Cuccinelli: tomorrow’s election a ‘referendum on Obamacare’
Ken Cuccinelli soaks up applause at a campaign stop in Fauquier with his running mates and Sen. Marco Rubio (R-Fla). - Photo by Doug Stroud
One day before polls open, the entire Republican state ticket came to Fauquier County to fire up their base.
Standing in the Stoneridge Events Center just outside of Warrenton, Ken Cuccinelli, who is running for governor, E.W. Jackson, who is running for lieutenant governor, and Mark Obenshain, who is running for attorney general, appealed to more than 300 attendees - mostly older white men and women.
Sen. Marco Rubio (R-Fla.) stood with the three candidates, praising Cuccinelli and burnishing the GOP ticket's bona fides.
Cuccinelli tried to tie their Democratic opponents' fortunes to the botched roll-out of Healthcare.gov, the online health insurance exchange that is the linchpin of the Affordable Care Act.
Virginia's state-level election will be a referendum on the healthcare reform laws, Cuccinelli said.

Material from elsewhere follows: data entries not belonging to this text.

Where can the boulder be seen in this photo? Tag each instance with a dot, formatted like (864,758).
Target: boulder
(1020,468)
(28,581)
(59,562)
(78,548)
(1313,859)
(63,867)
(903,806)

“They're not standing behind Obamacare,” Cuccinelli said. “I'm scared to death of what Obamacare is doing to Virginia. Terry McAuliffe is scared to death of what Obamacare is doing to Terry McAuliffe.
“And tomorrow, we need to make his fears come true,” Cuccinelli said to cheers.
Cuccinelli reminded the crowd that he was the first state attorney general to challenge the Affordable Care Act, firing off a legal suit 30 minutes after President Barack Obama signed the reforms into law.
Rubio joined the state candidates in piling onto Healthcare.gov, reminding them that according to internal notes, only six people signed up for insurance on the first day the site went live.
“What do the Democrats in this race stand for?” Rubio asked.
“Socialism,” one attendee called out.
“They stand for the same failed policies that have never worked anywhere they've tried,” Rubio said.
The candidates told the audience that they were spreading a positive message, then called McAuliffe, Cuccinelli's Democrat opponent, a liar. They slung mud at McAuliffe's campaign for drawing the majority of his campaign funds from out-of-state interests, when the same has become true of their own campaign.
According to a September report from the Virginia Public Access Project, only 26.6 percent of McAuliffe's fundraising has come from Virginians. Cuccinelli's campaign has fared little different, drawing only 30.5 percent of its funds from Virginians.
E. W. Jackson affirmed his opposition to the Environmental Protection Agency, regulations to the coal industry and health care reform.
Jackson, in his first public visit to Fauquier County since the Tea Party's 2012 protest against the county's Board of Zoning Appeals, accused Democrats of taking a cynical view of minorities.
“You are pawns on their political chessboard,” Jackson said.
He taunted the news networks who sent reporters to cover the campaign stop.
“I've got news for the mainstream media,” Jackson said. “They're going to find out that the people of Virginia know better than to believe the lies. They're standing up to them and they're going to give us a victory tomorrow.”
Obenshain, who has campaigned as a successor in kind to Cuccinelli's brand of leadership as attorney general, said he would work to fight human trafficking and support public safety officials' efforts to protect senior citizens.
“We need an attorney general who is going to stand strong for our economy, who understands that regulations are the number one job killers in America,” Obenshain said. “An attorney general who's going to stand up and fight for our right to work laws, and when the federal government steps over the line, an attorney general who is willing just as Ken Cuccinelli did, to stand up.”